Lulus dan berhasil mendapat gelar dari Jurusan Kesehatan di kampus elite tak menjamin anak muda langsung dapat kerja. Masalah itu, salah satunya, dialami oleh Fia Ziah (bukan nama sebenarnya). Fia merupakan lulusan D3 Jurusan Kesehatan Universitas Airlangga (Unair) Surabaya. Bahkan dia pernah di fase mengalami penolakan dari 100 lebih perusahaan, yang membuatnya merasa kuliah di jurusan dan kampus elite tak begitu penting.
Bagi Fia, euforia saat wisuda hanya terasa untuk sesaat. Sesudahnya, dia harus memilih: jalan-jalan dulu untuk istirahat, lanjut S2, atau tancap gas mencari kerja.

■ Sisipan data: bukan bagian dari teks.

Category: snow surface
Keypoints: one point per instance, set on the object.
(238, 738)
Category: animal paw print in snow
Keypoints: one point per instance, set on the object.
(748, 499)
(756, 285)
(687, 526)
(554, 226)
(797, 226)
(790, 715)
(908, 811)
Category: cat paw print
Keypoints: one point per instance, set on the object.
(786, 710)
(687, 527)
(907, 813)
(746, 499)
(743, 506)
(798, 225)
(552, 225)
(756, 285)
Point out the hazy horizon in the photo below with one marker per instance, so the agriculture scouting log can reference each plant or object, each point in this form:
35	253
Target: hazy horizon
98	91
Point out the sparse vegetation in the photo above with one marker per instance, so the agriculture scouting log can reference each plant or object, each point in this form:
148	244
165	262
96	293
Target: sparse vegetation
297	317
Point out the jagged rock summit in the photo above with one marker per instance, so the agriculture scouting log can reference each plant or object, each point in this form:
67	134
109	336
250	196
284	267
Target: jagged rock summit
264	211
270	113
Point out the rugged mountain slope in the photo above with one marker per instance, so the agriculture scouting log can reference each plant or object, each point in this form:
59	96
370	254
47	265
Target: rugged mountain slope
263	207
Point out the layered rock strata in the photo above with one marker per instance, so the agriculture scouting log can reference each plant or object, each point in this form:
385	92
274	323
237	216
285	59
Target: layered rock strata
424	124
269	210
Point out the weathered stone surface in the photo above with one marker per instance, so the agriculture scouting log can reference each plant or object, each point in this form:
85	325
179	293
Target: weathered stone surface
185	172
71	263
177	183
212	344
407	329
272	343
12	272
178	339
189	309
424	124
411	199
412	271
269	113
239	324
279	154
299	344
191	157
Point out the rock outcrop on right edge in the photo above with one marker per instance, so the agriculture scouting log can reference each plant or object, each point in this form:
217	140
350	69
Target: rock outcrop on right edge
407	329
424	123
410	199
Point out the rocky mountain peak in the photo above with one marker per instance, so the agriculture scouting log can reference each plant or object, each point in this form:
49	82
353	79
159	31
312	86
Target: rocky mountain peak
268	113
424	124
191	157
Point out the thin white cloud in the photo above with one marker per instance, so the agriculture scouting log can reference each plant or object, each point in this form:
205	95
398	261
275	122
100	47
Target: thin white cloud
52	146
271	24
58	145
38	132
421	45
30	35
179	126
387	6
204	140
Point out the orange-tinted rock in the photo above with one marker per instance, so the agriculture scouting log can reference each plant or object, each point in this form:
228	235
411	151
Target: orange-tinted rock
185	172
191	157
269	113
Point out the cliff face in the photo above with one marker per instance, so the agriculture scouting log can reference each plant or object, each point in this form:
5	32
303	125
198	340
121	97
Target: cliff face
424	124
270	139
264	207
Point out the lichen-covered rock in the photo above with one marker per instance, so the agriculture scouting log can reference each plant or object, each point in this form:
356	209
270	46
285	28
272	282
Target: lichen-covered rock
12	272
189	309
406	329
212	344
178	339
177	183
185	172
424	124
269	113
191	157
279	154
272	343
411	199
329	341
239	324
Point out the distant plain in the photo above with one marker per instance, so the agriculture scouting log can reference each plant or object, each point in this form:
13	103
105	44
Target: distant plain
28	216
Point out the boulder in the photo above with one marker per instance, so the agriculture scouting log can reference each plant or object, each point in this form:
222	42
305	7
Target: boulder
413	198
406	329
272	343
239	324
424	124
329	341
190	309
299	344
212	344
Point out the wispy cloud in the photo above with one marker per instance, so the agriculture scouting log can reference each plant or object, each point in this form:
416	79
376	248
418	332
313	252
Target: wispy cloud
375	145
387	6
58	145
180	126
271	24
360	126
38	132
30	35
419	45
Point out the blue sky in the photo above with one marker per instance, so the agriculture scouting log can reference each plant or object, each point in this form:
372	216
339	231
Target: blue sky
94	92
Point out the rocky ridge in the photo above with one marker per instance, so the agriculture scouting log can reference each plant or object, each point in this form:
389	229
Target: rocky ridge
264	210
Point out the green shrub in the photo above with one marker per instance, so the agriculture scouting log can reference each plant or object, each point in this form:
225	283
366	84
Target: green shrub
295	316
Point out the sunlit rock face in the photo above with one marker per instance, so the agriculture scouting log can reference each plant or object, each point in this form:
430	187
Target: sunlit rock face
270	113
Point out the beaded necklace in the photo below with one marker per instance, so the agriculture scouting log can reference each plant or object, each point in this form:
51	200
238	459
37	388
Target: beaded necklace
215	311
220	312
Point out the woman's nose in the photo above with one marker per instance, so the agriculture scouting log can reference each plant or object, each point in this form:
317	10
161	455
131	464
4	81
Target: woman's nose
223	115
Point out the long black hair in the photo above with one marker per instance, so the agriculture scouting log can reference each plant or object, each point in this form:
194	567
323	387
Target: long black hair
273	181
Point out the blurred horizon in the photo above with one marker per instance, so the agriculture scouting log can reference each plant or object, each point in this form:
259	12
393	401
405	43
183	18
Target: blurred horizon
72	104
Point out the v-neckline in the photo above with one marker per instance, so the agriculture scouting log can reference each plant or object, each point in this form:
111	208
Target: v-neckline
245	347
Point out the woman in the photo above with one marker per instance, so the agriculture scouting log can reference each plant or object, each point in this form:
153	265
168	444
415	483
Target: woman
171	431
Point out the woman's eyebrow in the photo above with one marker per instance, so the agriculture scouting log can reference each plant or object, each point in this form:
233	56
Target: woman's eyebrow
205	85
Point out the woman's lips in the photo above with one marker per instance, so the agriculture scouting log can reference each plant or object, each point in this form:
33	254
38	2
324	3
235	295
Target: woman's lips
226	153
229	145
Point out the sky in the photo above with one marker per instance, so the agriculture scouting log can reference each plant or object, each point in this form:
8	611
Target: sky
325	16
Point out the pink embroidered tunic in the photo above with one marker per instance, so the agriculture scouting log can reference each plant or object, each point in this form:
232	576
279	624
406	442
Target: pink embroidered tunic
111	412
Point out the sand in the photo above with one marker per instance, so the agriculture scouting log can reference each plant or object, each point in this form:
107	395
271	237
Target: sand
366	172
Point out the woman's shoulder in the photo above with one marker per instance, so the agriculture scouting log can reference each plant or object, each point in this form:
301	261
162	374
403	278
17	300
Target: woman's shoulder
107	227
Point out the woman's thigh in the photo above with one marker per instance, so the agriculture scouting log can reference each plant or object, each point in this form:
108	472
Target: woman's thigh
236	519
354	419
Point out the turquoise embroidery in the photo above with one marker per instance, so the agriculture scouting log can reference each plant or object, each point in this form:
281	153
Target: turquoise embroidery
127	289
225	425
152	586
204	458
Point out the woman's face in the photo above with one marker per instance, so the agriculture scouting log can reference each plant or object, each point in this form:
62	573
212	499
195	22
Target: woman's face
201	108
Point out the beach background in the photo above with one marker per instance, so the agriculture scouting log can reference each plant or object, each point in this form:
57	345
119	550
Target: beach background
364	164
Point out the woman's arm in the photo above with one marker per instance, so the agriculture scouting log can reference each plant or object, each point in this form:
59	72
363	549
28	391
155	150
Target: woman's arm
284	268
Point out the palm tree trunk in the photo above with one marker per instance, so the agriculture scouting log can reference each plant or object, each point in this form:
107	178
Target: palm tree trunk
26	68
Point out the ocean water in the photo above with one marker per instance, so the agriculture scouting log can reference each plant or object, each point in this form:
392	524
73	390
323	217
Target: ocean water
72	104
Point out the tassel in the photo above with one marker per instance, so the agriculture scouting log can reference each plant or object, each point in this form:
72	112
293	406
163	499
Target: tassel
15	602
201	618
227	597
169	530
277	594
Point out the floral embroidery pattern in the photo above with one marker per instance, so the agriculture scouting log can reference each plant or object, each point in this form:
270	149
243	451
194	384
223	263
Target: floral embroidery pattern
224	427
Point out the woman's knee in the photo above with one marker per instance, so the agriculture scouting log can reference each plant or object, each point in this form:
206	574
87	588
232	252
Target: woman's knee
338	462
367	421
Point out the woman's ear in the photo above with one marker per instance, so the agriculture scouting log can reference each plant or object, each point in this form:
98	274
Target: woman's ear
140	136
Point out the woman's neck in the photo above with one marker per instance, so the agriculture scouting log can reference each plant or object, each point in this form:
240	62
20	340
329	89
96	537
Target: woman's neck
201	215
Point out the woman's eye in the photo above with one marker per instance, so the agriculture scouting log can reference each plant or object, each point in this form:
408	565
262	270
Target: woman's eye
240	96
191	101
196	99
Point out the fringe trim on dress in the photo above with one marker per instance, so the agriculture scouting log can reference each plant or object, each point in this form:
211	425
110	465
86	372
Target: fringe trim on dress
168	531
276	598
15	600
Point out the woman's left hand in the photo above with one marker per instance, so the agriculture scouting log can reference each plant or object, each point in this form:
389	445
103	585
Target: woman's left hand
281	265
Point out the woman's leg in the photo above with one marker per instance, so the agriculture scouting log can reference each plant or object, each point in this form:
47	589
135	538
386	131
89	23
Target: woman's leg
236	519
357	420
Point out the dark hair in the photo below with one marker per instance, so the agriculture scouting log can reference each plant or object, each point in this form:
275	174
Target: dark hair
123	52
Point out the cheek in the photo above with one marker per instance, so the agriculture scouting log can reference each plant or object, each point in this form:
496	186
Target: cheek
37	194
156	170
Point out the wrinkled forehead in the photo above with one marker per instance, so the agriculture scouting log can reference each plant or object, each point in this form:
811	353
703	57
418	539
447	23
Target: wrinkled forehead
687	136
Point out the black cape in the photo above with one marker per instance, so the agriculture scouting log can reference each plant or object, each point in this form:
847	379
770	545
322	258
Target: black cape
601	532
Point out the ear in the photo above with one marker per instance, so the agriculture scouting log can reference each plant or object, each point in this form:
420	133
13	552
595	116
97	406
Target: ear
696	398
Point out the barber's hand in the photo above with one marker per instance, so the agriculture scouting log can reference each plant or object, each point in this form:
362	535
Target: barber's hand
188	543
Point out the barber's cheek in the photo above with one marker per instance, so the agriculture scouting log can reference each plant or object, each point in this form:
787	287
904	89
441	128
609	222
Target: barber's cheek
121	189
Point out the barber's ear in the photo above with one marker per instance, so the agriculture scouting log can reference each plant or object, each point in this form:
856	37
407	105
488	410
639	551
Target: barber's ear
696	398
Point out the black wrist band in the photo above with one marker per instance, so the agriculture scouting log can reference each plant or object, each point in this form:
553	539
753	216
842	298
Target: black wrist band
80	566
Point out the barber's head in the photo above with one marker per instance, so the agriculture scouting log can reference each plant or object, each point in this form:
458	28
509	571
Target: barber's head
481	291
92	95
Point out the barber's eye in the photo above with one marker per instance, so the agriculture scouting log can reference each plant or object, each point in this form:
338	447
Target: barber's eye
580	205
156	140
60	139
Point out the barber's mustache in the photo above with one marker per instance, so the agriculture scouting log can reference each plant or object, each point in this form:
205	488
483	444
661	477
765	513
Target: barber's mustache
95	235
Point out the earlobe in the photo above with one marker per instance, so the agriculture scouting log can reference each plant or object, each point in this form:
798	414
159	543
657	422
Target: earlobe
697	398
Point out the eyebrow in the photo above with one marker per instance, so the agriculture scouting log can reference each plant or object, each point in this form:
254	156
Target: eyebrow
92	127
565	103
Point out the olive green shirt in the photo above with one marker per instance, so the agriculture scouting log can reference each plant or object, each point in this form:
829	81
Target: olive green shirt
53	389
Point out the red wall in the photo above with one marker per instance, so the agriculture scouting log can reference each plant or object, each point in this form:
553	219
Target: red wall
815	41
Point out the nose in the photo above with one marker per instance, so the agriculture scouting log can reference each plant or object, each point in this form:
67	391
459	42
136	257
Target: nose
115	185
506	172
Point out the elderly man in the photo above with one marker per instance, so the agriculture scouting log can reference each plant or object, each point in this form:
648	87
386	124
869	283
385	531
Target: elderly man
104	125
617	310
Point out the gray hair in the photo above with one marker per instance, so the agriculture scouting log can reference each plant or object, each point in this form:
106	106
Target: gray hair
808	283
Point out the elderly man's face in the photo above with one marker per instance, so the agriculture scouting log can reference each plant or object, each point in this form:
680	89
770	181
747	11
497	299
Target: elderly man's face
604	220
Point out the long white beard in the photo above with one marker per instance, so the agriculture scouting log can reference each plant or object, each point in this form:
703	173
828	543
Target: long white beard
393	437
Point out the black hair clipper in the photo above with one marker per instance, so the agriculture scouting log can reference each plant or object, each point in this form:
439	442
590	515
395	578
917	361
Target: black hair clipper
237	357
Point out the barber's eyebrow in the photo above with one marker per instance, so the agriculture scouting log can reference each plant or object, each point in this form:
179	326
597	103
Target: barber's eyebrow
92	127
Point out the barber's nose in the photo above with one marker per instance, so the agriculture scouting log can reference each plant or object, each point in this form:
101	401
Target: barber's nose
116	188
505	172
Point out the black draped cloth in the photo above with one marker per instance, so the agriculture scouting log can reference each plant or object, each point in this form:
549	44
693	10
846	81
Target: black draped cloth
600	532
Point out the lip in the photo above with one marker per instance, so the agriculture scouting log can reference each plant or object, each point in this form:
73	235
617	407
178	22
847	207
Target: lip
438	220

Opsi untuk langsung mencari kerja nampak lebih realistis baginya. Apalagi dia anak pertama dari keluarga kelas ekonomi menengah. Ayahnya bekerja sebagai sopir ojek online. Sementara, ibunya tidak bekerja dan adiknya masih duduk di bangku SMP.
Fia merasa setelah lulus harus bisa menjadi tulang punggung keluarga, setidaknya untuk membayar sekolah sang adik. Namun, sebagai lulusan D3 Jurusan Kesehatan Unair Surabaya jalannya masih tidak mudah.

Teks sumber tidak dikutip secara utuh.